One of his businesses helps international students, immigrants and refugees connect with their new communities. Another aims to tackle college affordability.
“If I were to wait until I was older and more financially stable to pursue these passions, it might be too late,” he said.
His passion projects don’t pull in a lot of money, so Chester picks up contract work to make ends meet. It’s sometimes a months-long contract as a speech pathologist at a school, the kind of job he went to college for. He also finds work advising Chinese students planning to study in the United States and mentors other entrepreneurs.
As a contractor Chester doesn’t usually receive benefits. He buys health insurance off the state exchange. Even if he is offered a retirement account, he chooses not to use it.
But Chester isn’t worried about what will happen to him in retirement. He’s hoping at least one of his ventures is successful, and doesn’t intend on retiring in the traditional sense anyway. “Even if I made a lot of money, I don’t want the do-nothing lifestyle,” he said.
Finishing graduate school at 29
Karissa Sampson, 29, recently finished a physician assistant graduate degree program and will soon start a new job at a family practice.
Before she went back to school, Sampson worked as an EMT for a few years. She opened an employer-sponsored retirement plan and contributed a little bit at the time. She doesn’t think there’s more than $600 saved there, though she hasn’t looked at it in years.
“After basic expenses, I had about $40 left over each month.

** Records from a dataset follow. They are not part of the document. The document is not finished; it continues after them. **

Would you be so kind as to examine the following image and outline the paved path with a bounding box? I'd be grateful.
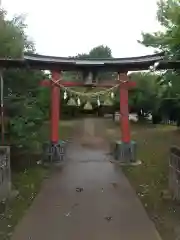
[12,120,160,240]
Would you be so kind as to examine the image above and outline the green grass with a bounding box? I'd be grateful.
[105,123,180,240]
[0,121,74,240]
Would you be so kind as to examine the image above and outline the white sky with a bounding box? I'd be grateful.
[1,0,160,57]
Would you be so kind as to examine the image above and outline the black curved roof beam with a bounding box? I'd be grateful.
[0,53,180,72]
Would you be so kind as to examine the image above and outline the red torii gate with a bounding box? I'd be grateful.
[41,71,136,162]
[0,53,165,163]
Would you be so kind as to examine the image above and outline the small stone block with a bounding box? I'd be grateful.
[43,141,66,163]
[113,141,137,163]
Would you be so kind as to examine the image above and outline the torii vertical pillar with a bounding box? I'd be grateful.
[114,73,136,164]
[43,71,64,163]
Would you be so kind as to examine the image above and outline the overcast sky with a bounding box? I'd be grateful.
[1,0,159,57]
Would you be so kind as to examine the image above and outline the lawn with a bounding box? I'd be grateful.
[107,122,180,240]
[0,121,74,240]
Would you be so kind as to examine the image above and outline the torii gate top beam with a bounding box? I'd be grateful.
[0,53,180,72]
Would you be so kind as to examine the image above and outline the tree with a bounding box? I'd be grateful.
[0,11,44,151]
[141,0,180,124]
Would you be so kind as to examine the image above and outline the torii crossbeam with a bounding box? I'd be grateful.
[0,53,177,163]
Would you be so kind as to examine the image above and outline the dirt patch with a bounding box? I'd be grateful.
[106,120,180,240]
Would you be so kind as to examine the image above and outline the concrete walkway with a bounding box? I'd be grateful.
[12,118,160,240]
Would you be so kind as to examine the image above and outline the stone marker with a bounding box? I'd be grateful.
[0,146,11,202]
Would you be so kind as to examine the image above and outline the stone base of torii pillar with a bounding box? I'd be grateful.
[113,141,137,164]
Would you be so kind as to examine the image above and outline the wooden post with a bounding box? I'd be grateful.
[119,73,131,143]
[114,73,136,164]
[51,71,61,143]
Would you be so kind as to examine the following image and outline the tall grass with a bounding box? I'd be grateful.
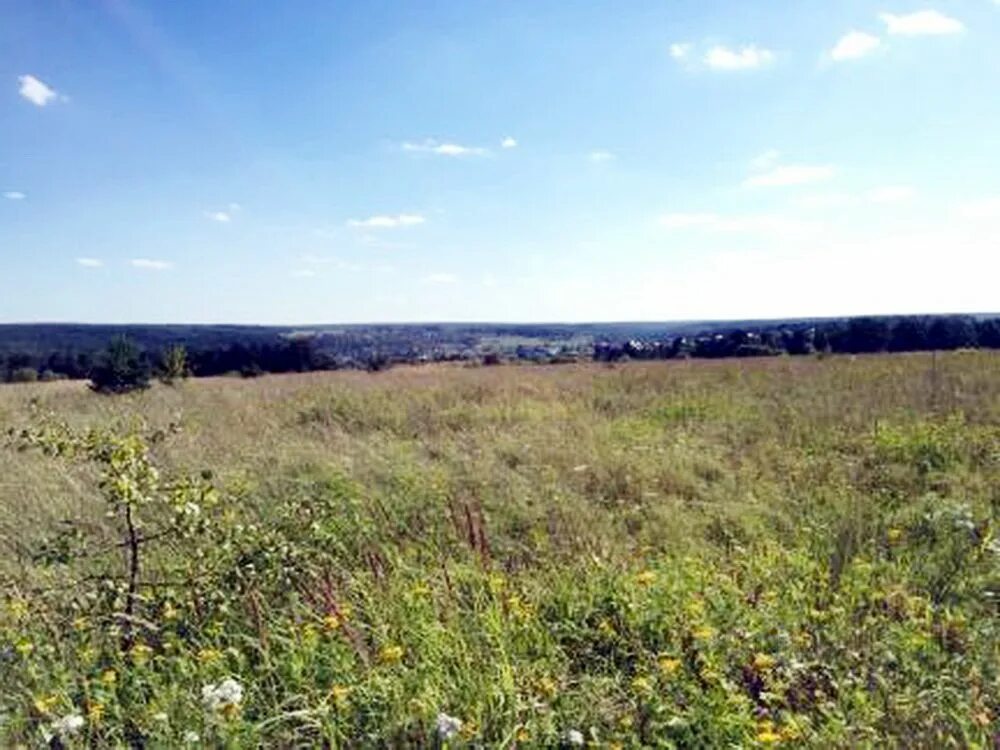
[0,352,1000,747]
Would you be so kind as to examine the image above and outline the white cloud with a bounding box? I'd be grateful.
[670,42,694,60]
[879,10,965,36]
[743,164,837,187]
[347,214,426,229]
[865,185,916,203]
[659,213,818,235]
[129,258,174,271]
[403,138,489,156]
[830,31,882,62]
[705,44,774,70]
[423,273,459,284]
[17,75,66,107]
[204,203,243,224]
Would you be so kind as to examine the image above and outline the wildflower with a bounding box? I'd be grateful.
[129,643,153,666]
[378,646,403,664]
[753,654,777,672]
[656,656,681,677]
[52,714,86,737]
[35,694,59,714]
[198,648,222,664]
[632,677,653,693]
[691,625,715,641]
[201,677,243,716]
[436,711,462,740]
[323,612,341,633]
[757,720,784,745]
[330,685,351,704]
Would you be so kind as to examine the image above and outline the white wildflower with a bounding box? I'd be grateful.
[52,714,85,737]
[201,677,243,711]
[437,711,462,740]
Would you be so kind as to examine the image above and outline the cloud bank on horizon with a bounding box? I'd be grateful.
[0,0,1000,323]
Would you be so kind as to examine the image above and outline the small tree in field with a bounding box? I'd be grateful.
[160,344,191,385]
[90,336,149,393]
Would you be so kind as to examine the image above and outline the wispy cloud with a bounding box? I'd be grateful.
[879,10,965,36]
[743,164,837,187]
[704,44,774,70]
[865,185,916,203]
[670,42,694,60]
[17,74,66,107]
[659,213,818,235]
[830,31,882,62]
[422,273,459,284]
[129,258,174,271]
[347,214,426,229]
[204,203,243,224]
[403,138,489,156]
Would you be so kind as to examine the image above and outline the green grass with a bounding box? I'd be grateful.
[0,353,1000,748]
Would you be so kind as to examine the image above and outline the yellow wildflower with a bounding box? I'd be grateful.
[632,677,653,693]
[330,685,351,706]
[129,643,153,666]
[323,612,341,633]
[757,720,783,745]
[657,656,681,677]
[35,693,59,714]
[635,570,656,586]
[198,648,222,664]
[753,653,777,672]
[538,677,559,698]
[378,646,403,664]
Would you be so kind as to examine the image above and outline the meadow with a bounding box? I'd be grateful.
[0,351,1000,748]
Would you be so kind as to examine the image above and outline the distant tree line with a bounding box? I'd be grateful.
[0,315,1000,392]
[594,315,1000,361]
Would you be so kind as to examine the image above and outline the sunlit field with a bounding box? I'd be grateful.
[0,352,1000,748]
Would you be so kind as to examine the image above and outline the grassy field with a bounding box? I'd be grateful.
[0,352,1000,748]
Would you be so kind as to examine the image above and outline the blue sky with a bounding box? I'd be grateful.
[0,0,1000,324]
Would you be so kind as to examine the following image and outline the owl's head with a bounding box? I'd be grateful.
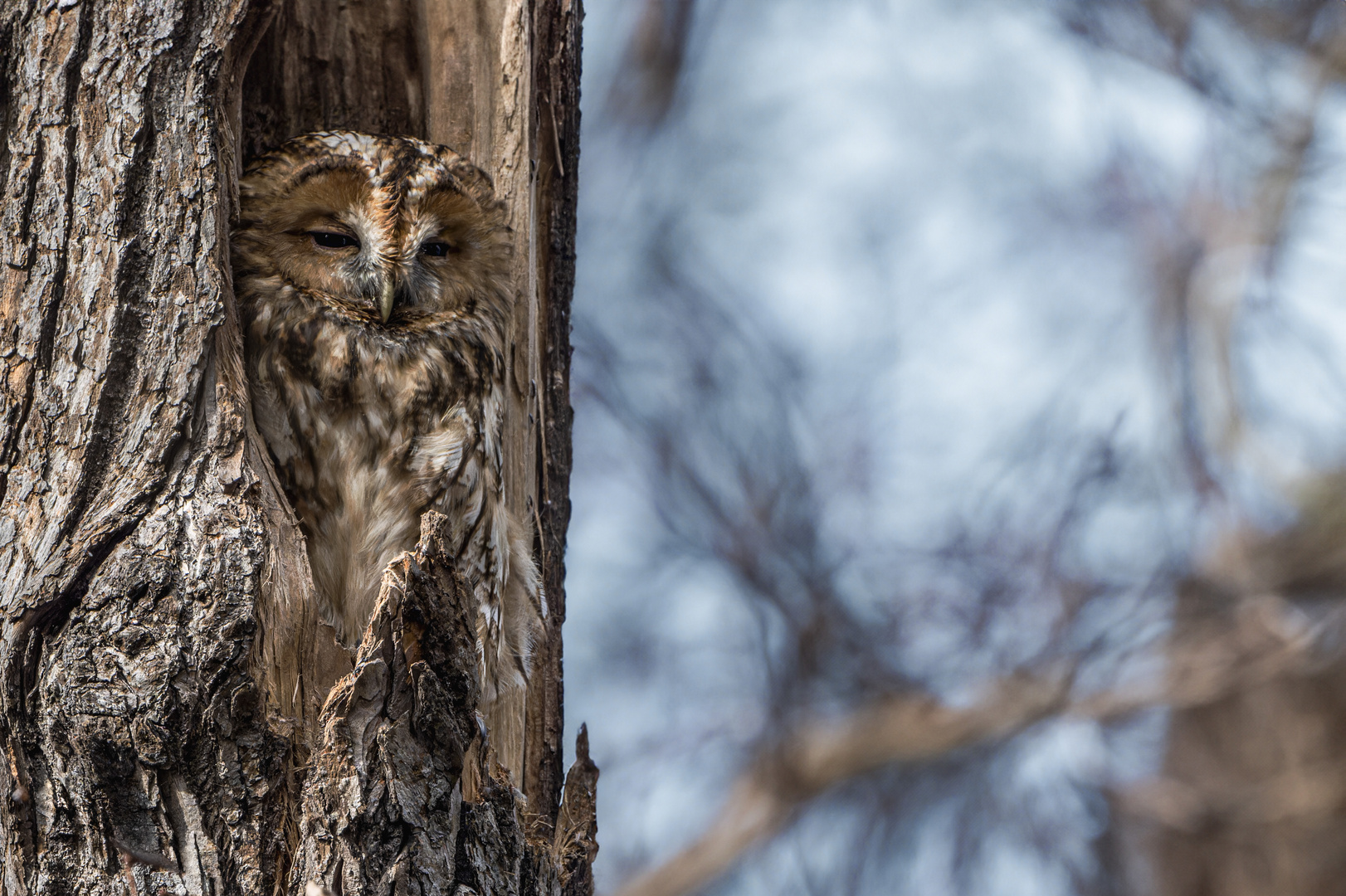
[233,132,510,329]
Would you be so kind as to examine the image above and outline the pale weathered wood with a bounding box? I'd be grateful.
[0,0,597,894]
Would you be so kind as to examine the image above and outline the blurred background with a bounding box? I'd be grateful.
[565,0,1346,896]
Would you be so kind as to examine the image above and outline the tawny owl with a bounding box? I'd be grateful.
[233,132,541,699]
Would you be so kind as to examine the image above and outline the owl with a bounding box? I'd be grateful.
[232,132,543,701]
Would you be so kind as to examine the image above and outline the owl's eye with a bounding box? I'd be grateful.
[422,240,457,256]
[308,230,359,249]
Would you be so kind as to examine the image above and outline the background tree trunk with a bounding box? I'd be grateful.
[0,0,597,896]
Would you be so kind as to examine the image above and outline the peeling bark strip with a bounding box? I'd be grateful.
[0,0,597,896]
[294,511,597,896]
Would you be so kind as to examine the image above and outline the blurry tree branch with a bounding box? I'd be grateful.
[619,565,1346,896]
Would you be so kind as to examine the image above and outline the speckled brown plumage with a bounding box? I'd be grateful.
[233,132,541,699]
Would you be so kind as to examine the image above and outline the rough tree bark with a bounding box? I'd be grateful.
[0,0,597,896]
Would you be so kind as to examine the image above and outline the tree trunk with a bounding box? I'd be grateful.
[0,0,597,896]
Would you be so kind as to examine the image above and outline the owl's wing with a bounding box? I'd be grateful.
[412,405,543,699]
[253,377,314,489]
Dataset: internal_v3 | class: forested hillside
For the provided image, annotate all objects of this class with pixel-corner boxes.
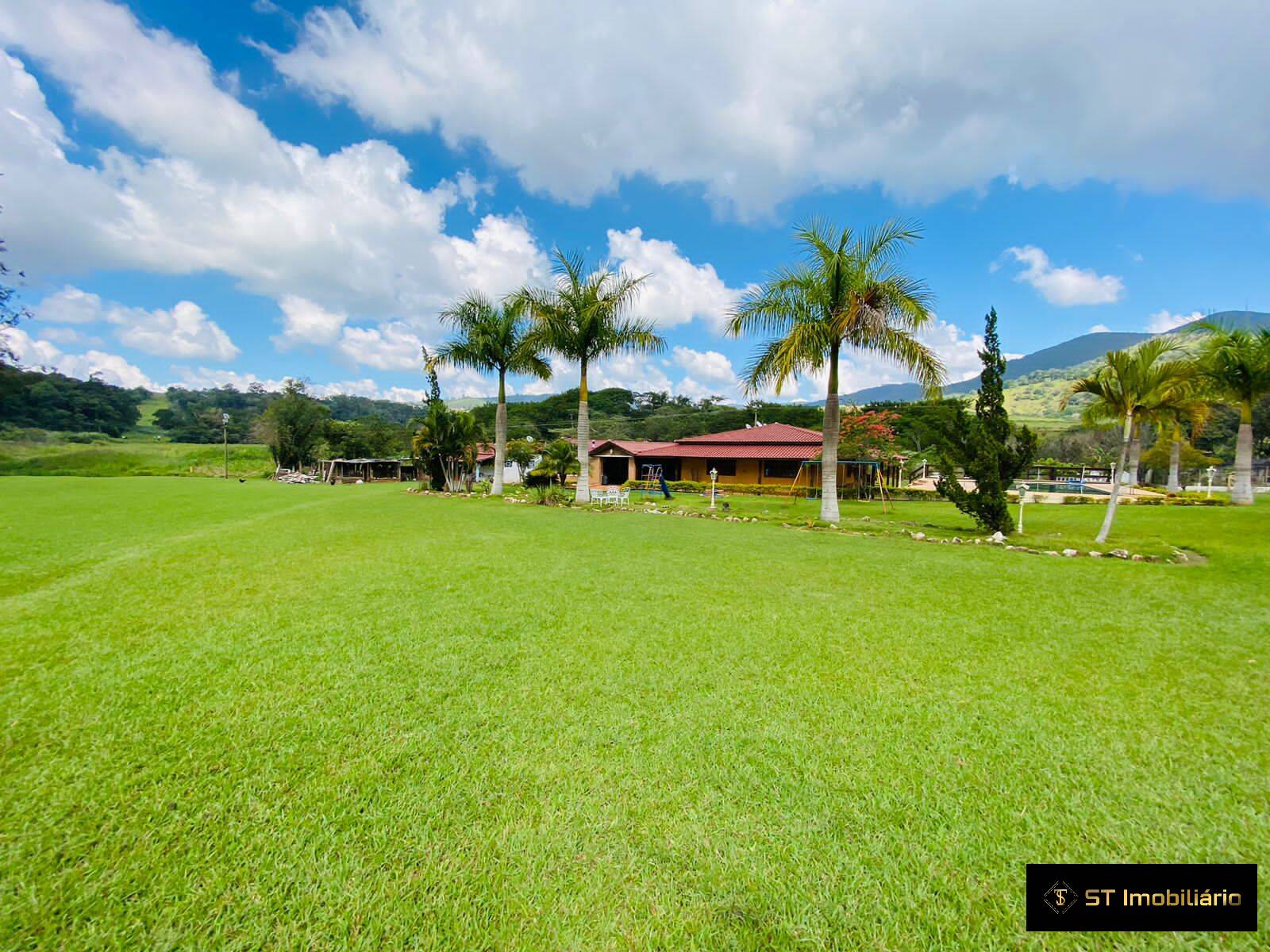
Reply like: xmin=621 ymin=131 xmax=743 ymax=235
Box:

Sometimes I could save it, but sometimes, you know, your car needs new brakes,” she said.
Now, she has about $190,000 in student debt to pay off.
About half of her take-home pay will already go to a minimum monthly loan payment, and she’s not sure whether any extra money should be saved for retirement or used to pay down her debt faster.
“Honestly, at this point, I plan to put it all against student loans for a few years and then start saving heavily for retirement,” Sampson said.
She’ll be eligible to participate in her employer-sponsored retirement plan after one year of employment and expects a 5 percent match.
“I know I’ll be relying on my own savings for retirement, but I’m optimistic I’ll be able to retire before the age of 65, barring any large unexpected expenses,” she said.